I am so confused about the

for (int i = 0; i < 8; i++)
    sum += partial[i];

part. I think the partial size is 8 because of it is declared as __mm256?

But in that case, _mm256_add_ps seems execute like:

partial[0] = x[0] + x[8] + x[16] + ...
partial[1] = x[1] + x[9] + x[17] + ...
...
partial[7] = x[7] + x[15] + x[23] + ...

But this seems like weird to me...

kayvonf

partial is a vector of eight elements. The i=0;i<8;i++ loop adds up all the elements in the vector.

The question is, what are the values of these eight elements?

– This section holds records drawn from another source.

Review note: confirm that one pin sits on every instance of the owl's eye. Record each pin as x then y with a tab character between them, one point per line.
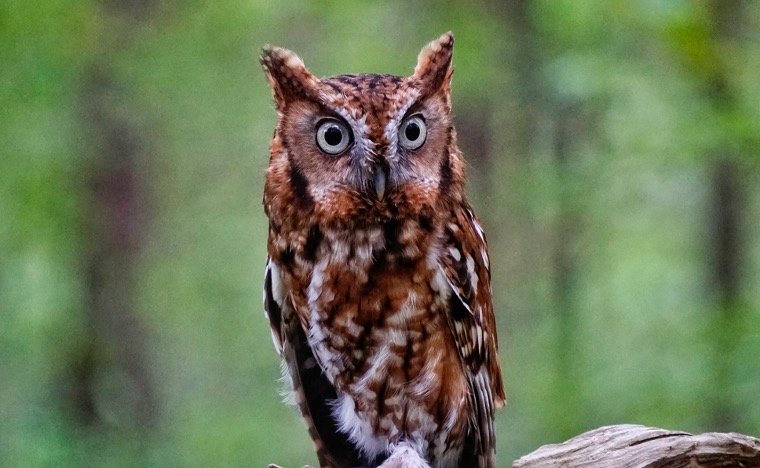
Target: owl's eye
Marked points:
412	132
333	137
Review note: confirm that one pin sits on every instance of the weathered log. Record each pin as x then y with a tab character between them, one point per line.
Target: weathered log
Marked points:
628	445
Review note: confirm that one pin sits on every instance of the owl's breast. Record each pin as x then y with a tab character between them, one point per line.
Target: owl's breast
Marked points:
373	302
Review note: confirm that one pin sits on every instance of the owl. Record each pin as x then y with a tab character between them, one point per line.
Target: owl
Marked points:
377	286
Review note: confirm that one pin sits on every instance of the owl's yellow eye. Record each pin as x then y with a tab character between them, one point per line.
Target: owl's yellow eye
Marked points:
412	132
333	137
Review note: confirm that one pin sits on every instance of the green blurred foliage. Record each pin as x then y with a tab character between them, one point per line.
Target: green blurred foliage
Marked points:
646	336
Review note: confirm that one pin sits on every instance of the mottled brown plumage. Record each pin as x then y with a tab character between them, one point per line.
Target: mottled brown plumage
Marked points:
378	286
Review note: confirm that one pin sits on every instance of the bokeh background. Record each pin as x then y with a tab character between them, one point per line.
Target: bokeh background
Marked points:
614	157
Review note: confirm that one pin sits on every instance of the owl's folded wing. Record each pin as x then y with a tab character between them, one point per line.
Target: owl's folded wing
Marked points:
464	262
312	390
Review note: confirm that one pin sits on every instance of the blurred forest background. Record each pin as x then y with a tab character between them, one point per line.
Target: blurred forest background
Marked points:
614	152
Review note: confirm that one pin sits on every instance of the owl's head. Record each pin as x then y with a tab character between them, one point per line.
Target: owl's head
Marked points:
363	145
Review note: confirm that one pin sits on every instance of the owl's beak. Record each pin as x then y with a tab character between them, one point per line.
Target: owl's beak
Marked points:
379	182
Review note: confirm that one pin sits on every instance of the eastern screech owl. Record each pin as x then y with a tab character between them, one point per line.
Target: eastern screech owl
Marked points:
377	287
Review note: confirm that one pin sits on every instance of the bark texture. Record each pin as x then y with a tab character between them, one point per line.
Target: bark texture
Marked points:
628	446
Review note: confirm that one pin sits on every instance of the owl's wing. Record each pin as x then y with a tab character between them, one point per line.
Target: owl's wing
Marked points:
464	262
312	390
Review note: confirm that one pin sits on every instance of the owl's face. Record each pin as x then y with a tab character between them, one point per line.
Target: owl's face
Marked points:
364	145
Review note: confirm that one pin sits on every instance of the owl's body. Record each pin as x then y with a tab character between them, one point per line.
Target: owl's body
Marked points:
377	286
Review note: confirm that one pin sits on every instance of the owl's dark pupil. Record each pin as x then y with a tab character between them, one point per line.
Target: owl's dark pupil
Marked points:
333	136
412	131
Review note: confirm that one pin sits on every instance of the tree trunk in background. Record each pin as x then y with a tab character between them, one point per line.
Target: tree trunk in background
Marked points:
112	374
725	222
554	251
568	129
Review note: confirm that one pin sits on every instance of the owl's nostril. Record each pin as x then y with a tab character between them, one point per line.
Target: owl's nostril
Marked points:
379	182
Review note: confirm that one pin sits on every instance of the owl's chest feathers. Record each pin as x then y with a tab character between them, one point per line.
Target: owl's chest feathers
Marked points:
376	301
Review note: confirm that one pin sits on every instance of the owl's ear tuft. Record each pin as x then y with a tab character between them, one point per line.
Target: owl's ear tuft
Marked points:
433	68
287	75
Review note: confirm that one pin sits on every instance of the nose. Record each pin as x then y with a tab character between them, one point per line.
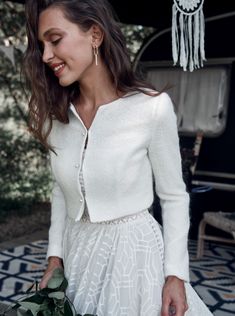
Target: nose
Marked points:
47	54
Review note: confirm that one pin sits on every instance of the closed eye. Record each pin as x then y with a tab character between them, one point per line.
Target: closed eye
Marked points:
55	42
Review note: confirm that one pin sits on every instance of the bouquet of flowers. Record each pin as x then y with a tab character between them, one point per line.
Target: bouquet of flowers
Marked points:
50	301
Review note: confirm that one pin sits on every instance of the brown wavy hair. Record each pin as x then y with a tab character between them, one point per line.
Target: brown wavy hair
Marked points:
48	100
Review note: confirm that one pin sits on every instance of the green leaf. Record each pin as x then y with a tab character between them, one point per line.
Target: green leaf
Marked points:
33	307
58	295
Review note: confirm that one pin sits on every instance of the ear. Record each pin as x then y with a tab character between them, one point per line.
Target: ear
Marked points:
97	35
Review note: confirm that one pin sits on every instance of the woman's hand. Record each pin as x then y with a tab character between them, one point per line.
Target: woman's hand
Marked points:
53	263
173	297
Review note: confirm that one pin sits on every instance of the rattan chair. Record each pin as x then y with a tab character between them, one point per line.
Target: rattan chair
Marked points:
221	220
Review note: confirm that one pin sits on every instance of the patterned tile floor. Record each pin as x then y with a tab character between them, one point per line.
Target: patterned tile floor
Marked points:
213	277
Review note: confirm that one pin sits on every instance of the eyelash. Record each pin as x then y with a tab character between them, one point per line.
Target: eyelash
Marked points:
55	42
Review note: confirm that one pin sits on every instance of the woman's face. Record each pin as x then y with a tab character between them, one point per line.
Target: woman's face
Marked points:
67	49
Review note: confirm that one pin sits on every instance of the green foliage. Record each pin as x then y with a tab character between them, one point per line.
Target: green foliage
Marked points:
25	178
50	301
24	169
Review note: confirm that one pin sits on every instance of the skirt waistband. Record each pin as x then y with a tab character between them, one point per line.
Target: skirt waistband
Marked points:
125	219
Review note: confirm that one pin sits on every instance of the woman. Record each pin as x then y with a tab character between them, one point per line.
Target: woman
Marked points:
109	134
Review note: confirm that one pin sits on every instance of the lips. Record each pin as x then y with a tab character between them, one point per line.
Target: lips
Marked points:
58	68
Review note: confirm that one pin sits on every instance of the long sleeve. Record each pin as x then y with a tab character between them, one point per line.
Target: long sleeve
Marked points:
164	155
58	215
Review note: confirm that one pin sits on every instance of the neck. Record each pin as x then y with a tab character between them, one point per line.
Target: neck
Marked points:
97	88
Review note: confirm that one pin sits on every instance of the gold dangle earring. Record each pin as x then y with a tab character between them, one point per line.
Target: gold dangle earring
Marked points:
96	53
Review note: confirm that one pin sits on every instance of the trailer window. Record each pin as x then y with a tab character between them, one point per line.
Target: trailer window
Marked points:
200	97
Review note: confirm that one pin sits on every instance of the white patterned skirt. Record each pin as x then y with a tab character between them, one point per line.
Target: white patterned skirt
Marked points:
115	268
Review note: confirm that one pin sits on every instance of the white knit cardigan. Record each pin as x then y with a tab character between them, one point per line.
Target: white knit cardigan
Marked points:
131	140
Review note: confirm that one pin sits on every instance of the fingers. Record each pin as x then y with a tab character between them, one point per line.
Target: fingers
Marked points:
45	280
173	309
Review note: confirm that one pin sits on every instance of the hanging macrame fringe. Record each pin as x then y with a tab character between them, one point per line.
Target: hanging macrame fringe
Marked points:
188	31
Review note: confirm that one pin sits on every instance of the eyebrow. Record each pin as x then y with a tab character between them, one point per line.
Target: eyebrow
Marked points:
53	29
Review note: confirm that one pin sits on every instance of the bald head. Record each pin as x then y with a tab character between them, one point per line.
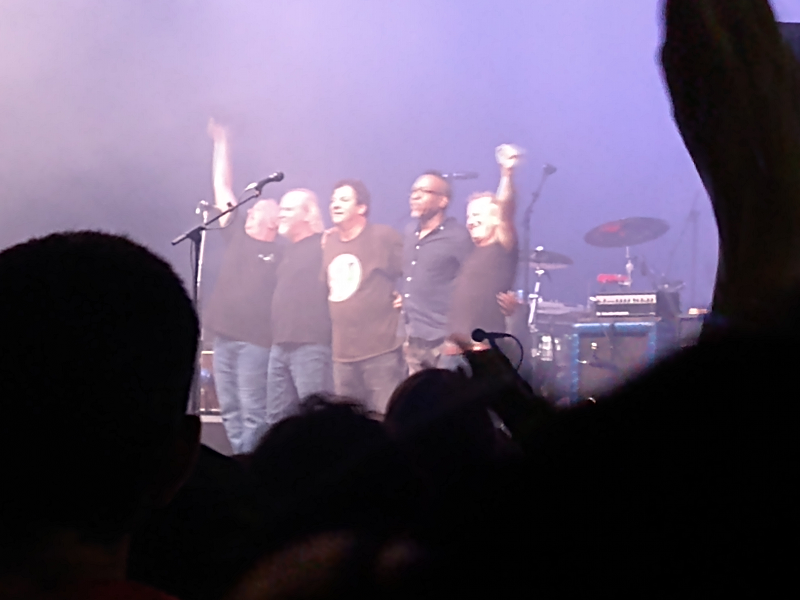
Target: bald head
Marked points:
299	215
262	220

And given you're post, it looks like you've got it right.

analysiser

So as I see the description of _mm256_add_ps(__m256 m1, __m256 m2) is

Performs a SIMD addition of eight packed single-precision floating-point elements (float32 elements) in the first source vector, m1, with eight float32 elements in the second source vector, m2.

Therefore I think my guess should be right. partial should load from continuous memory and be added to a vector of eight values.

rokhinip

So in the ISPC program, assuming that we have a round-robin distribution of loop iterations to program instances, and assuming that we are working with SIMD vector width 8, we then have that $partial_i$ refers to the local partial variable of program instance $i$, $0 < i < 7$. Then $partial_i = x[i] + x[i + 8] + x[i + 16] + ...$.

Similarly, we see that in the C+ AVX intrinsics, partial is an 8 wide vector and as @analysiser points out, $partial[i] = x[i] + x[i + 8] + ...$. We can then see a parallel in the way the partial sums are computed in both.

The final for loop in the C+ AVX intrinsics which sums up the elements of the partial vector corresponds to the reduceAdd in the ISPC instance which sums up the results of the local partial variable of each program instance.